Allow yourself to make mistakes. Do not beat yourself up over it. Even though it’s easier said than done, the best thing you can do is learn how to move on. Don’t always push yourself to be better; celebrate your accomplishments in the moment. Go out with your friends on the weekend and destress for a few hours to reward yourself for trying. There are so many colleges and universities, and there is a school that’s the right fit for you. Even if you have your mind set on one as an underclassman, it’ll likely change once you begin your college search as a junior.

There’s no need to always criticize yourself or believe that you’re not good enough or could’ve tried harder. Forgive yourself if you make mistakes, accept that mistakes are a part of life, and you’re not the only one who makes them.

Self-empathy is all about not comparing yourself to others. Trying to achieve higher than some perceived “average” is simply impossible; we all can’t be above perfect.

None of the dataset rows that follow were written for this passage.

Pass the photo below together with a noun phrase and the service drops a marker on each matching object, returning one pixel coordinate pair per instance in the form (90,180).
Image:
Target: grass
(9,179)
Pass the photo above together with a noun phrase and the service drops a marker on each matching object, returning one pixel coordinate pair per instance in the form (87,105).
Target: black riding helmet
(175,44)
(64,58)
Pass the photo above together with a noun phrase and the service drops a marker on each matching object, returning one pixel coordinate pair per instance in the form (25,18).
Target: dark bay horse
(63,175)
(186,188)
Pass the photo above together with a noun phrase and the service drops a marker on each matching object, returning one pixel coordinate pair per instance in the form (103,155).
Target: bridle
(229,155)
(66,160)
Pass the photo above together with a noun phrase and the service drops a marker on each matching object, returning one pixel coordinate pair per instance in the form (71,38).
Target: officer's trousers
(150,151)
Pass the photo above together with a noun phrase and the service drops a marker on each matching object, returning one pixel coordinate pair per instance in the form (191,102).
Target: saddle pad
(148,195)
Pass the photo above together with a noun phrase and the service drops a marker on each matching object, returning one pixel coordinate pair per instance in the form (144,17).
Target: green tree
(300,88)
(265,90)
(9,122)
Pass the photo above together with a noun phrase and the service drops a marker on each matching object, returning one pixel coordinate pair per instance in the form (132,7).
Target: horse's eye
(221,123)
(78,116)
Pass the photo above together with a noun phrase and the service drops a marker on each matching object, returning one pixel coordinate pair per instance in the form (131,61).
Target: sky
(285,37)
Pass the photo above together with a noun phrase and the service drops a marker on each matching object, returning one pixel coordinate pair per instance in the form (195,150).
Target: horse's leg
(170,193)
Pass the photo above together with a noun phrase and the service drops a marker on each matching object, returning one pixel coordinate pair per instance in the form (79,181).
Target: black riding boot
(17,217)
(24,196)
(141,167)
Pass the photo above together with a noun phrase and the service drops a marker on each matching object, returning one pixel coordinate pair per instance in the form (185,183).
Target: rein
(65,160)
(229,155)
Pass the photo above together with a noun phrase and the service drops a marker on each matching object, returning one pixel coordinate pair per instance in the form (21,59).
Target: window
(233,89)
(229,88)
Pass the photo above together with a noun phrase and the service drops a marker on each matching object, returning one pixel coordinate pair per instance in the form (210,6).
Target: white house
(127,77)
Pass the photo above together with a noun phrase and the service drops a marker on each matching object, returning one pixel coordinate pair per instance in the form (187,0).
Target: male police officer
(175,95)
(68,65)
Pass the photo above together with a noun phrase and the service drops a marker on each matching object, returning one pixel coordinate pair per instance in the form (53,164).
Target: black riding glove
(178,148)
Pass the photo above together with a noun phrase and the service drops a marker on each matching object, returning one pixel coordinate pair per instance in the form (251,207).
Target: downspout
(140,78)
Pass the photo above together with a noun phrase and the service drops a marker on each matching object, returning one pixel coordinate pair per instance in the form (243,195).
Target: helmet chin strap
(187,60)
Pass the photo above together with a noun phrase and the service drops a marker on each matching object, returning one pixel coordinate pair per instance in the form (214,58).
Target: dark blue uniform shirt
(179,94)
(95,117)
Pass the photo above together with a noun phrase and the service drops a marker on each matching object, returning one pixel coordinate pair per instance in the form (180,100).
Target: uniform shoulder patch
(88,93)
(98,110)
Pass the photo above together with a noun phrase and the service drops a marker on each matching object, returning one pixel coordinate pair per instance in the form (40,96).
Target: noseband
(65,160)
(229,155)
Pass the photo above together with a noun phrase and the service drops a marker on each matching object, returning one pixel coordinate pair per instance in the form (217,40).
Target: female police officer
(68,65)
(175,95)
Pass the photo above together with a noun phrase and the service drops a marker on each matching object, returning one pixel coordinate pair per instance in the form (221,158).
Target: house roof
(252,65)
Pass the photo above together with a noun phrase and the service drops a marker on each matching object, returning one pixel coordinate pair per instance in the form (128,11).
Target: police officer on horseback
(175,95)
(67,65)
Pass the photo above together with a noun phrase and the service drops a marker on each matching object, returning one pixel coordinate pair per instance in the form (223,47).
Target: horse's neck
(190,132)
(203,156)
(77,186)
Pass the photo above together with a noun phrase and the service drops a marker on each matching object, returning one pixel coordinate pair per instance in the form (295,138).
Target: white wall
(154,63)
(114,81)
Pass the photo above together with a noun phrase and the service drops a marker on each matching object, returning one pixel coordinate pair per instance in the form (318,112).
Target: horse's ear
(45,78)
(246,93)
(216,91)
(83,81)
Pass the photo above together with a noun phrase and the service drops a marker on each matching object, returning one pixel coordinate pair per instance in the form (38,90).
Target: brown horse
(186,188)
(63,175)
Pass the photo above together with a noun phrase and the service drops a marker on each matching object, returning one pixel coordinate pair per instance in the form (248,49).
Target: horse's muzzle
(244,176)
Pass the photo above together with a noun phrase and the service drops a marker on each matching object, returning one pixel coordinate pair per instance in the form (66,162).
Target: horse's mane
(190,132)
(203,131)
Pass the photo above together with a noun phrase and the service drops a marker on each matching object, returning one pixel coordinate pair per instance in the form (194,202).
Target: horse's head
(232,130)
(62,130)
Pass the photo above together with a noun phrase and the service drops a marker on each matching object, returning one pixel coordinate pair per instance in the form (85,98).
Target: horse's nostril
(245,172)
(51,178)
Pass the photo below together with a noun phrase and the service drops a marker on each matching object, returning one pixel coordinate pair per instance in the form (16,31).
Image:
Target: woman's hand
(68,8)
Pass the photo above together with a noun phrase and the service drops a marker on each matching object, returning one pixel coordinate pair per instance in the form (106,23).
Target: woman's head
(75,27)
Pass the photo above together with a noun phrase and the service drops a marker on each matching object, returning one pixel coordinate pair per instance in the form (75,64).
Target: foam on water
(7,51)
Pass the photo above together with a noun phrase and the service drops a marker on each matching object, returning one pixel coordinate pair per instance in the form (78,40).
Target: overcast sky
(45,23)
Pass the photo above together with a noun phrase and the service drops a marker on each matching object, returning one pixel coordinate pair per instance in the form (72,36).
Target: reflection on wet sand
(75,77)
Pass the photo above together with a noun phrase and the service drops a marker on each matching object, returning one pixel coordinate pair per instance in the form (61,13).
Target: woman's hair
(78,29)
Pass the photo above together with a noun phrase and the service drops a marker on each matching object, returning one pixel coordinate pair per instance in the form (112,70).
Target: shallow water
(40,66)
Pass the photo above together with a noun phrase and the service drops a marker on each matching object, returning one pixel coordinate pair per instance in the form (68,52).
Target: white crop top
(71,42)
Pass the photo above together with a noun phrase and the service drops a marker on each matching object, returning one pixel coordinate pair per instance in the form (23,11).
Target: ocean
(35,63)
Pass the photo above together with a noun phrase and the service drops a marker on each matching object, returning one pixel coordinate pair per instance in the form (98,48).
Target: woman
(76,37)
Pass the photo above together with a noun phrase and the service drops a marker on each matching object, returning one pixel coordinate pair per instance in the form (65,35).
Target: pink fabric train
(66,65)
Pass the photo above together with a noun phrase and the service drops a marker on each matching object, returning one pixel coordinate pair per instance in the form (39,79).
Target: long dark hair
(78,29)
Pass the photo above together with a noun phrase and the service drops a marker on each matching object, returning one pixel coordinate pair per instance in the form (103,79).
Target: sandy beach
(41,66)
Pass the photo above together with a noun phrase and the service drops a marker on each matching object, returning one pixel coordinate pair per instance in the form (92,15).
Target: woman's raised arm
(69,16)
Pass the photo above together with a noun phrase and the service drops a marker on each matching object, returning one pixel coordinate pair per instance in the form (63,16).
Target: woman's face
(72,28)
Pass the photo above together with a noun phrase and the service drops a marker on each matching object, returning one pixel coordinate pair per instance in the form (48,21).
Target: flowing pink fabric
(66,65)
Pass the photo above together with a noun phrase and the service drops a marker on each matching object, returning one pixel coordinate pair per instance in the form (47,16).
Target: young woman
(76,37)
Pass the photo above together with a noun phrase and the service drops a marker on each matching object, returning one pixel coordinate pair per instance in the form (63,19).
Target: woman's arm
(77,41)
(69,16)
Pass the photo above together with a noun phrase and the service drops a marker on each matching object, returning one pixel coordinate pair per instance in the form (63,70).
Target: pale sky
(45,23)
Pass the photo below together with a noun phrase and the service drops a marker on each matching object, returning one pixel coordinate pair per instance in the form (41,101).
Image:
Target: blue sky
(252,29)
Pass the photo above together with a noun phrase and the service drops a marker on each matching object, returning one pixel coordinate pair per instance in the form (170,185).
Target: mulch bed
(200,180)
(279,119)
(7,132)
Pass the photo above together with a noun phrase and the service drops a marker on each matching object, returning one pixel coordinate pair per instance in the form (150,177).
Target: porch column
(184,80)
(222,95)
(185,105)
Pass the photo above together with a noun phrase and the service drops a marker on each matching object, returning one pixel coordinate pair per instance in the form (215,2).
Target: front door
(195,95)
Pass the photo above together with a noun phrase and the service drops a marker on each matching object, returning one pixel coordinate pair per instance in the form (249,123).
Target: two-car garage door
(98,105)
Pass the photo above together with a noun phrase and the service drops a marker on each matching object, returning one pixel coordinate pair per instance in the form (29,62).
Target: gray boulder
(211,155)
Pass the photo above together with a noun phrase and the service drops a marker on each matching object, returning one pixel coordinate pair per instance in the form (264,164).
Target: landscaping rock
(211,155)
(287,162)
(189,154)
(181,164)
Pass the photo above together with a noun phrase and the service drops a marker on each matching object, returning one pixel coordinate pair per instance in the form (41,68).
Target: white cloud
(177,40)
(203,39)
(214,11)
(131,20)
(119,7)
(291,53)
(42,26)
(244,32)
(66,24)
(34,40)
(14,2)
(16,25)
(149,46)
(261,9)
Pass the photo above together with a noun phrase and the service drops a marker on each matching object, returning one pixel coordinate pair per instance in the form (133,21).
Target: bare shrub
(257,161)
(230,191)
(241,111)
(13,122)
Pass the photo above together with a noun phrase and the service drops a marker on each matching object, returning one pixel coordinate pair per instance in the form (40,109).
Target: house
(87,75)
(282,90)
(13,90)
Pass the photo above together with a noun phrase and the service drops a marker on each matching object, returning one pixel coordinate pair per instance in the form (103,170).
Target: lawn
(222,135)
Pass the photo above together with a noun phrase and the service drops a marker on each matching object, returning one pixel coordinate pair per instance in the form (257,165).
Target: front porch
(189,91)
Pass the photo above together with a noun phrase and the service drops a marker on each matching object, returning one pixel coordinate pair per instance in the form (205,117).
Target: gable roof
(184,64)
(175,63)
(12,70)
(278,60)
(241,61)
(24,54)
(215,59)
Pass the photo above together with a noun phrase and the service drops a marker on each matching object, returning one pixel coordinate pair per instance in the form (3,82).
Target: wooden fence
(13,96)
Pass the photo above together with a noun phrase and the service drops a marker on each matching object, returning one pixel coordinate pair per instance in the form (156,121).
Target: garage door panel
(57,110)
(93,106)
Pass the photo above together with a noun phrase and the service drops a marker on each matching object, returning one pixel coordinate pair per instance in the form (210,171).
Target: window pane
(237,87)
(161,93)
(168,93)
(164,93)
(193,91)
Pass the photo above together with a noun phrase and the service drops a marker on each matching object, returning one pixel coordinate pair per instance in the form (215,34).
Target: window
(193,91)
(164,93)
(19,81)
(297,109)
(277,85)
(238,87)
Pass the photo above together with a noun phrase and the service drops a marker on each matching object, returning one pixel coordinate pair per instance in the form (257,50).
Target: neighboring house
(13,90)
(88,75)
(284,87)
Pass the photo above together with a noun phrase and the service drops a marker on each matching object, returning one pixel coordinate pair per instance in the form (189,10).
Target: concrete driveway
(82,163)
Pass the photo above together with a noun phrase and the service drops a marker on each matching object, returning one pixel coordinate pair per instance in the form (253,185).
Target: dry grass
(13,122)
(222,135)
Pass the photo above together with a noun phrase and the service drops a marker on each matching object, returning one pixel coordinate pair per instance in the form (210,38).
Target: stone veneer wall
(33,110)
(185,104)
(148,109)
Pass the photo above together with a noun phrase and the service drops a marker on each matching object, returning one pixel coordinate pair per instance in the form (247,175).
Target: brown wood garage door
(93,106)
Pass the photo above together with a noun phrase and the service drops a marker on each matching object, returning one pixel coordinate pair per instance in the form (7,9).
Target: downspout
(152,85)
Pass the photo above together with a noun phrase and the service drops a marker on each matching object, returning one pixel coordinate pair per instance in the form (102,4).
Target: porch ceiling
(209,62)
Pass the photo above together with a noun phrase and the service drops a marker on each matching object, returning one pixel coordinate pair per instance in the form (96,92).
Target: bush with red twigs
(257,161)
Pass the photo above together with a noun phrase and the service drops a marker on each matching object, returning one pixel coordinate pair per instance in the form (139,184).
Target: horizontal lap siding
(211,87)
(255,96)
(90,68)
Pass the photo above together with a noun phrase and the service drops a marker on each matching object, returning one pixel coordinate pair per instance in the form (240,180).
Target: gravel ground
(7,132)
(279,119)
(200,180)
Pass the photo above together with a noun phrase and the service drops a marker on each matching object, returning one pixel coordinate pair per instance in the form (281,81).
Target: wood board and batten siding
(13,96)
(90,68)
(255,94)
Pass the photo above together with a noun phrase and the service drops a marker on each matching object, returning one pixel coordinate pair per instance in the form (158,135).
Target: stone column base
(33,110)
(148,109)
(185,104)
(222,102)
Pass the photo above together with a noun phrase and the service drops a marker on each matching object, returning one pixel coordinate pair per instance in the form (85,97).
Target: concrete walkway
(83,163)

Break away from the cult of the average, and you’ll begin to see that each individual has their own strengths and passions in life. Pushing yourself to constantly improve will destroy your mental health in the long run. Instead of chasing the white whale, be mindful that you’re always going to be chasing something for the rest of your life with that kind of mindset. And, with all the emphasis on the recurring motif of death in Moby-Dick, maybe it is time for all of us to take a step back.

Otherwise, only I am escaped alone to tell thee.